I want to exploit GADT to implement the type ('a, 'b) liInstr_t in order to hold various types of instructions which are recursively decoded into basic operations (if need be) that then executed. (Eventually, I should construct more abstract types over them but in a mechanical, compositional and scripted fashion.) Unfortunately, I have difficulties associating the locally abstract types from pattern-matching function argument with the alternative concrete return types desired for the GADT.
I believe I'm missing something fundamental or making wrong assumptions though I have looked at the ocaml 4.10.0 manual on locally abstract types and gadts, the Real world Ocaml book, and the responses to similar questions such as here and here. This is because I seem to follow their explanations but cannot somehow apply them to my task.

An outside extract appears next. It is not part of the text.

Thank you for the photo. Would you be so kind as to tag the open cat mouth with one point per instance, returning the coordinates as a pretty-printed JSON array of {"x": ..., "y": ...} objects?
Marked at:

From the above, I understand that polymorphic type variables annotate functions so that they can take on (be unified with) arbitrary types compatible with their constraints, and that locally abstract types let us have different types along alternative paths through a pattern-matching expression, say. Also, the local abstract types cannot be unified but can be refined to concrete types compatible with GADT result types. As such, GADTs can recurse over polymorphic types, and aggregate multiple result types into a single sum type.
I deliberately let the type ('a, 'b) liInstr_t have two type variables (so I can add more later), and its variants capture various constraint formats and scenarios I may have to use together.
type
liLabel_t = string (* Instruction name (label) *)
and
context_t = string (* TODO: execution context *)
and
'a context_list_t = 'a list
and
'a liChooser_t = 'a -> int (* get index of i-th list entry *)
and
('a, 'b) liInstr_t =
LiExec: 'a -> ('a, 'b) liInstr_t (* executable operation *)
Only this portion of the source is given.